You can create a new policy or edit an existing policy by selecting ‘Policy Manager’ from the top menu in the NetScope Web user interface.

  1. Select ‘Policy Manager’ from the top menu.
  2. Choose the policy you would like to edit. Alternatively you can Import, Duplicate or create a New policy.
  3. Click ‘Open’.

The next window that opens will be the ‘Policy Editor’ where changes can be made to the policy.

  1. On the left hand side is a list of the current traffic classes for this policy. All traffic classes in this example are listed under ‘Link’, and are therefore a ‘child’ of ‘Link’. You can created nested traffic classes to organise traffic in more detail. E.g. Under the traffic class ‘Web’ you could create a traffic class ‘Adobe’ in which only Web traffic to the Adobe site is shown.
  2. In the middle is listed each traffic class in more detail. It is this middle pane where you specify details of the traffic class you create / edit.

You may create a new traffic class to match Internet traffic of any type.

  1. Choose the parent of the new class, in this example we want the new class to fall under ‘Link’. As mentioned before, you can create a sub-class of any existing traffic class.
  2. Select ‘New’ from the side menu.

Enter your new Traffic Class name.

Once the new Traffic Class is created you need to add rules to match the traffic you’re interested in.

  1. Select the traffic class you have just named. In this case it’s called ‘New Traffic Class’.
  2. Expand both Inbound and Outbound. These are the direction filters, that is, Inbound is a match on traffic passing from the Internet to your network and Outbound is traffic passing from your network to the Internet.
  3. Select ‘Add Traffic Filter’ to create a new rule.

After you add a traffic filter you then choose how you’d like to match the traffic. The choices are:

  • Source/Destination Address (matching via IP or subnet),
  • Source/Destination Port (matching via port number),
  • Protocol (TCP, UDP, ICMP etc - Layer 4),
  • Application Type (Facebook, Bittorrent, Email, Web etc - Layer 7 Deep packet inspection),
  • Domain (Match by Website domain, such as yahoo.com, news.com, netscope.com.au),
  • DSCP value or,
  • VLAN (Useful for matching based on VLAN tags over the WAN).

In this example we’re matching on Application Type ‘Spotify’.

  1. Select the drop-down list under ‘App’.
  2. Scroll down to the Application you would like to match.

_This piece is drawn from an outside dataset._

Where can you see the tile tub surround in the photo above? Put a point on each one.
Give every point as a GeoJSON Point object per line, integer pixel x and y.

NOTE: In most cases the Outbound direction will be the same match. So repeat this for the Outbound direction.

 

If network traffic is common to more than one traffic class on the same level in the class hierarchy then the traffic class which comes first in the list takes precedence. The position of a traffic class can be changed using the up and down arrows located above the list to the right side of the policy name.